The authors ran simulations (like a video game version of the city) to test different "Mayor's Assistants" (Link Prediction models).

  • The "Standard" Assistant: This assistant just recommends friends based on what has happened before.
    • Result: It creates a snowball effect. It reinforces existing groups. If Group A talks to Group A, the assistant shows them more of Group A. The city becomes very segregated very quickly.
  • The "Fair" Assistant: This assistant tries to mix things up. It forces the system to show people from different groups.
    • Result: It breaks the snowball. The "Instantaneous Bias" meter drops, showing that the wind is now blowing people toward different groups.

The Big Surprise: The authors found that even if a "Fair" assistant looks good on paper (it has a low bias score in a snapshot), if you keep retraining it (updating its brain) without care, it can accidentally make the segregation worse over time because of the feedback loops.

5. The Real-World Test

They tested their theory on real data from Twitter/X during a German election.

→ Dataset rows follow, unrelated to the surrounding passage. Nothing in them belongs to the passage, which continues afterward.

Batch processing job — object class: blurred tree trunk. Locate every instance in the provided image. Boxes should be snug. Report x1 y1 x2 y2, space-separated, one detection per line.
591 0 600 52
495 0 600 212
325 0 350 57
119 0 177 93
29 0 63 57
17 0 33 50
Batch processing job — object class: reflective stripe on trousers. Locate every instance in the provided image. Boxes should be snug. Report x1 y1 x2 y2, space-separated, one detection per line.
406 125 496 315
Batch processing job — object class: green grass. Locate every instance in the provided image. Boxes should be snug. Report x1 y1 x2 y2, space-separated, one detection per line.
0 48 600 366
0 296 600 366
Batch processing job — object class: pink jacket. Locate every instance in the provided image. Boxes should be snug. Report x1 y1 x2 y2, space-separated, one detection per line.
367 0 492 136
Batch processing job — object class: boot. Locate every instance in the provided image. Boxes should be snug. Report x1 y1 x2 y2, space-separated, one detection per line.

  • They saw that right before the election, the "wind speed" (Instantaneous Bias) spiked. People were suddenly being pushed much harder into their own political bubbles.
  • This proved that their new tool could catch these rapid changes that old "snapshot" tools would have missed.

The Takeaway

This paper is a warning and a guide for the future of AI and social networks.

The Warning: You cannot just look at a network once and say, "This is fair." Algorithms change the network, and the network changes the algorithm. It's a dance, not a photo.

The Guide: To build fair systems, we need to stop looking at the "total distance traveled" (cumulative history) and start watching the "speedometer" (instantaneous dynamics). We need to understand that recommending a friend today changes who you will meet tomorrow.

If we want a diverse city, we can't just hope for it; we have to constantly adjust the "Mayor's Assistant" to ensure the wind keeps blowing in all directions, not just one.